Es klingt wie Science-Fiction: Mediziner wollen das Blut von Schwerverletzten gegen eine Kältelösung tauschen, um ihre Überlebenschancen zu steigern. Bei Tieren funktioniert es bereits.

Holpernd setzt der Herzschlag ein. Dann ertönt ein wohliges Grunzen in der Tierversuchsanstalt des University of Pittsburgh Medical Centers (UPMC). Das Schwein richtet sich auf. „Dieses Tier war über eine Stunde tot. Doch wir haben es wohlbehalten ins Leben zurückgeholt“, erklärt Mediziner Peter Rhee von der University of Arizona in Tucson, der mit den Forschern aus Pittsburgh kooperierte. Dutzende Schweine, Hunde, Ratten und Mäuse wurden in den vergangenen Jahren in US-Labors in einen künstlichen Scheintod versetzt und nach mehreren Stunden erfolgreich wiederbelebt. Was makaber klingt, hat einen ernsten Hintergrund und soll die Notfallmedizin revolutionieren. Forscher wie Rhee wollen die in Tierversuchen erprobte Technik auch am Menschen einsetzen – und damit etwas wagen, wovon bislang nur Science-Fiction-Autoren geträumt haben.

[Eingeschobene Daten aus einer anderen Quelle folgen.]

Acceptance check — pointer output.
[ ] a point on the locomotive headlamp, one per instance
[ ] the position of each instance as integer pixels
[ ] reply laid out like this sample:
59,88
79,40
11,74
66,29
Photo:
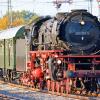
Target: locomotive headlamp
82,22
59,61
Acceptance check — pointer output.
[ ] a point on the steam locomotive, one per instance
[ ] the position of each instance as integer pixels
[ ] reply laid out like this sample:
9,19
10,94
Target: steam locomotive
64,54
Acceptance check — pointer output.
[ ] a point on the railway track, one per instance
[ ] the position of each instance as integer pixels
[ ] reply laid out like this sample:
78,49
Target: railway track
12,91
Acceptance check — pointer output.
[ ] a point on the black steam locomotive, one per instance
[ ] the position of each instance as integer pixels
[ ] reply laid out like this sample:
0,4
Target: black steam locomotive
77,32
65,53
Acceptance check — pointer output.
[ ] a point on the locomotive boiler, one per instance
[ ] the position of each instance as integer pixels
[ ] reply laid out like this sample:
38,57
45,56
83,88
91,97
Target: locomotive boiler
77,32
65,53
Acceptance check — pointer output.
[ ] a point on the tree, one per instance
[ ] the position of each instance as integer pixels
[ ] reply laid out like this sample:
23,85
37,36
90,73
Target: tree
18,18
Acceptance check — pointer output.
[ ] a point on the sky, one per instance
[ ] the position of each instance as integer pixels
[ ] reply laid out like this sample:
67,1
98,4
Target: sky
41,7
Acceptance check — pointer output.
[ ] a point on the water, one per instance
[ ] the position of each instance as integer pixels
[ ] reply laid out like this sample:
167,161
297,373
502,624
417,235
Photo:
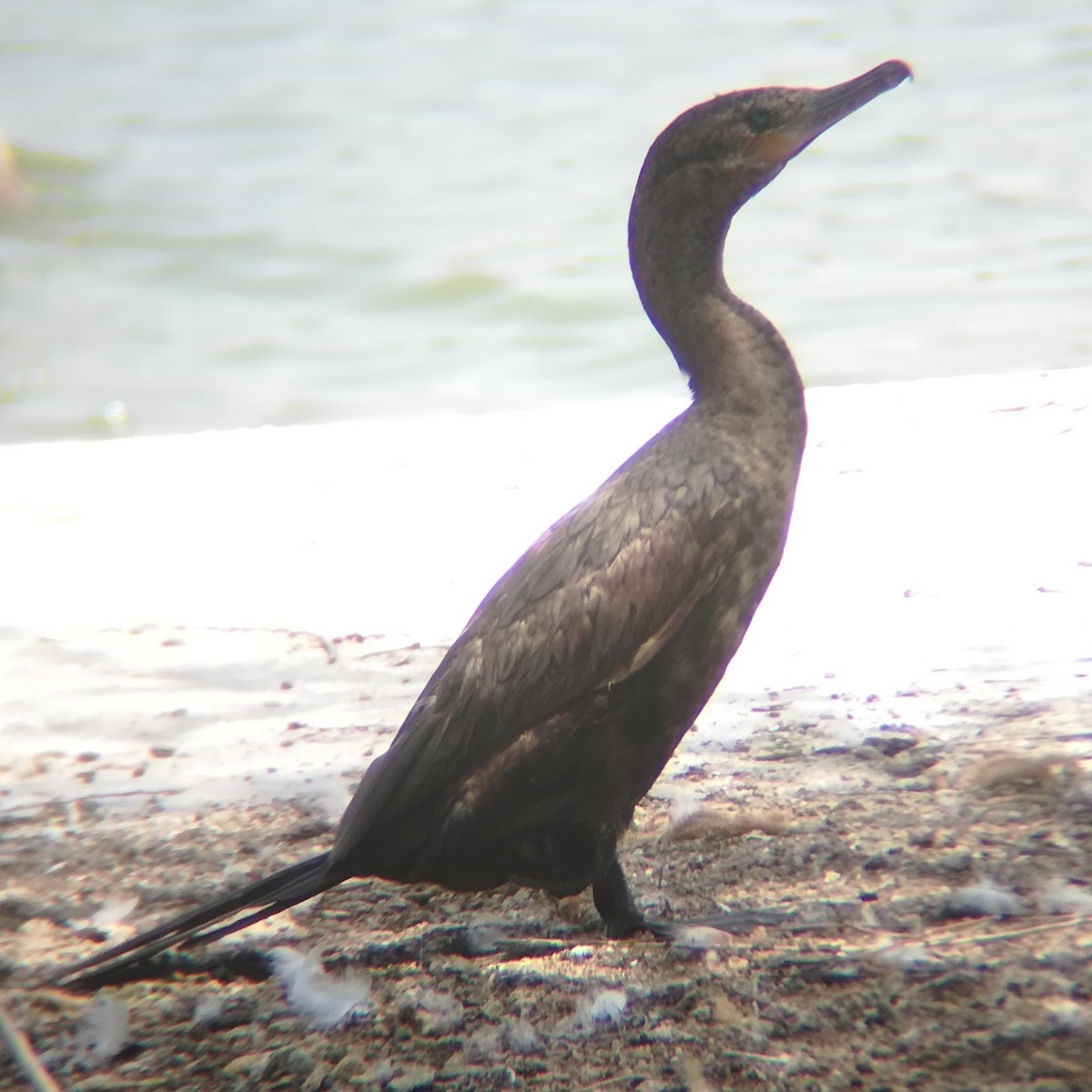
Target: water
239,213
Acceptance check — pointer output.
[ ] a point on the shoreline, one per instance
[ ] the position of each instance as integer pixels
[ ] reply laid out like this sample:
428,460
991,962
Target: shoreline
164,591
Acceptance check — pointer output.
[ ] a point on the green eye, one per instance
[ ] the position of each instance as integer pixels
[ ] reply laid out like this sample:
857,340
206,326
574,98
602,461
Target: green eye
759,119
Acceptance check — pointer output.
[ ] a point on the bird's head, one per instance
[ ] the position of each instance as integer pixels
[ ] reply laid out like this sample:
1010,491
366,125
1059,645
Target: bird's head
735,145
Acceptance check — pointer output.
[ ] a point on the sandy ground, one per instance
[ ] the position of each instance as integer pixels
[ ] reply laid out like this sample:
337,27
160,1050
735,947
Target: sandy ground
208,637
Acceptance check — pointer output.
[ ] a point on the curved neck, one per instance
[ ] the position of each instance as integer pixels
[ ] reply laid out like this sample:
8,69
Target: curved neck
734,358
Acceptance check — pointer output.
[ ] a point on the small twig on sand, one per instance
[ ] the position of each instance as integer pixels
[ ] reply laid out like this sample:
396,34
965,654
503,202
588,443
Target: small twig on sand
25,1055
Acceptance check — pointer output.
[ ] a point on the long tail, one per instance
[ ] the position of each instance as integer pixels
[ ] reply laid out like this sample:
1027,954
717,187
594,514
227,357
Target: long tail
270,895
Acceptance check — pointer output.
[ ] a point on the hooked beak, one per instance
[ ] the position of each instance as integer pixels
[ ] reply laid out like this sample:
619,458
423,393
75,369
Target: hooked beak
825,108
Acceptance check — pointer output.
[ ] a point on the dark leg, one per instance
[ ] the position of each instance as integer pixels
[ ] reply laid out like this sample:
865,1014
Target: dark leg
616,905
622,918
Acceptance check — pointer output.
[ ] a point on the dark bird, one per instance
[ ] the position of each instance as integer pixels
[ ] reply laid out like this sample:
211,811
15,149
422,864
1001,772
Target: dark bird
561,703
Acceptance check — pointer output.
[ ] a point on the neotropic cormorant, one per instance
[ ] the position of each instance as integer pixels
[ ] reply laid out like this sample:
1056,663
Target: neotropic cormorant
561,703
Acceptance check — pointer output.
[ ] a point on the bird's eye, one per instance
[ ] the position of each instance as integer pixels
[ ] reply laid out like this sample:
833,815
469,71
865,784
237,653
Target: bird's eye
759,119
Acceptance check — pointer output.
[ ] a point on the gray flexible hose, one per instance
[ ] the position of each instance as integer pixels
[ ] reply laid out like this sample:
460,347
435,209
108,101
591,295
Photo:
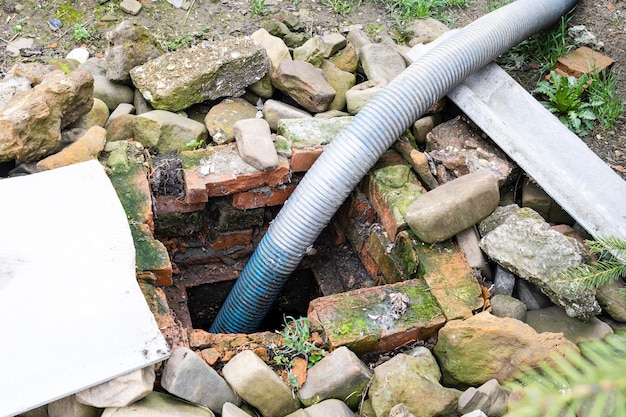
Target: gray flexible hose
356,149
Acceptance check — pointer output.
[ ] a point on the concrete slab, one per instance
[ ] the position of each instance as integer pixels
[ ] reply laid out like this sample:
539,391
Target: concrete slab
71,312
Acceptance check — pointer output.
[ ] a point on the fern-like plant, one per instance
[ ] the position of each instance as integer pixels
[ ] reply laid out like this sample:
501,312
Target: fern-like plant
591,383
568,100
610,266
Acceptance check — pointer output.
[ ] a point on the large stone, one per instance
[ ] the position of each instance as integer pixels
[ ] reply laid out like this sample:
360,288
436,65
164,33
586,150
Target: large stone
381,61
305,84
159,405
483,347
409,380
255,144
130,45
340,375
258,385
453,207
187,376
176,80
121,391
220,119
166,131
30,123
529,248
85,148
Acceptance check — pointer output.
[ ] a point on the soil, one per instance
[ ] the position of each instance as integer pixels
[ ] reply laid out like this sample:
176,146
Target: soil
214,19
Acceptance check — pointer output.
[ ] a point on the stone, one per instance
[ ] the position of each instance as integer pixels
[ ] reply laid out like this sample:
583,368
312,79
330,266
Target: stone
9,86
461,149
506,306
392,188
166,131
553,319
369,319
331,407
87,147
257,384
274,110
470,352
358,96
120,128
530,249
97,116
130,44
311,133
231,410
341,81
340,375
408,380
79,54
157,404
255,144
220,119
31,123
187,376
305,84
453,207
275,47
132,7
121,391
312,51
381,61
450,279
176,80
70,407
503,281
113,94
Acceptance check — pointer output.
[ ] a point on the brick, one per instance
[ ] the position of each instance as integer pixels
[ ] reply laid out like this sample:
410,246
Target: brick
227,240
303,159
165,204
391,186
450,279
263,197
583,60
362,321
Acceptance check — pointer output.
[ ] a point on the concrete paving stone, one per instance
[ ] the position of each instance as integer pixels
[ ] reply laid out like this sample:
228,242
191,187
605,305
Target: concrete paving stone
365,320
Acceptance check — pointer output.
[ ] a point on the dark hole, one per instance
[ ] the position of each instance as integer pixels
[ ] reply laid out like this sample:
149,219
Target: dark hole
204,301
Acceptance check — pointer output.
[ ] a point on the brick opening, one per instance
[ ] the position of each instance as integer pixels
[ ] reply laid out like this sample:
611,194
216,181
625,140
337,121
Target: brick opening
205,300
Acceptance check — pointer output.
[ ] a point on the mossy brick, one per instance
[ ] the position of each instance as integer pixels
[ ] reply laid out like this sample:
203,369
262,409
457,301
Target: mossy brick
224,217
450,279
396,260
392,187
151,254
362,321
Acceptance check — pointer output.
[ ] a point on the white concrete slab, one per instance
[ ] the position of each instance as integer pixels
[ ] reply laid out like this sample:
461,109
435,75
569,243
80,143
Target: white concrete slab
71,312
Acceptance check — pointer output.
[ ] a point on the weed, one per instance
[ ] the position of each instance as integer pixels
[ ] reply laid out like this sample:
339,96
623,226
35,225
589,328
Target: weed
568,100
18,28
259,8
296,335
81,33
342,6
604,90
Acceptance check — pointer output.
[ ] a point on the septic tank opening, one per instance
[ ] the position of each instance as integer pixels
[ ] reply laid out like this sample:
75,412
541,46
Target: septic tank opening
205,300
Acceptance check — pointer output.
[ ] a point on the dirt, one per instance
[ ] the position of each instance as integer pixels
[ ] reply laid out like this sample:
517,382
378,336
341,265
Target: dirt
213,20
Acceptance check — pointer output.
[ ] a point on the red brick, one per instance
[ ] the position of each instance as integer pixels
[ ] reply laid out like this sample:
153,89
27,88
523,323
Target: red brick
583,60
360,319
303,159
450,279
262,197
168,204
227,240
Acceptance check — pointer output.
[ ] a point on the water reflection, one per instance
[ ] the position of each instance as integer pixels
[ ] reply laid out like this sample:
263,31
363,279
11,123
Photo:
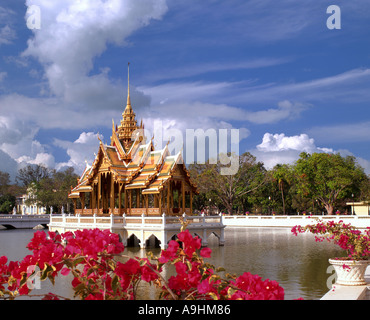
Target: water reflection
299,264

Hat ein Patient die Hälfte seines Blutes oder mehr verloren, entscheiden Minuten über Leben und Tod. Die Ärzte in den Notaufnahmen klemmen verletzte Adern ab, um den Blutverlust zu stoppen, und pumpen Blutkonserven in den Körper. Zudem versuchen sie mit Eis und Kühlaggregaten, den Stoffwechsel der Patienten zu drosseln. Viele Wunden seien leicht zu vernähen, sagt Rhee. „Aber die Chirurgen brauchen Zeit.“ Die haben sie bei einem massiven Blutverlust nicht. Denn oft verursacht er einen Herzstillstand. Nur ein Prozent der davon betroffenen Patienten verlässt das Krankenhaus lebend.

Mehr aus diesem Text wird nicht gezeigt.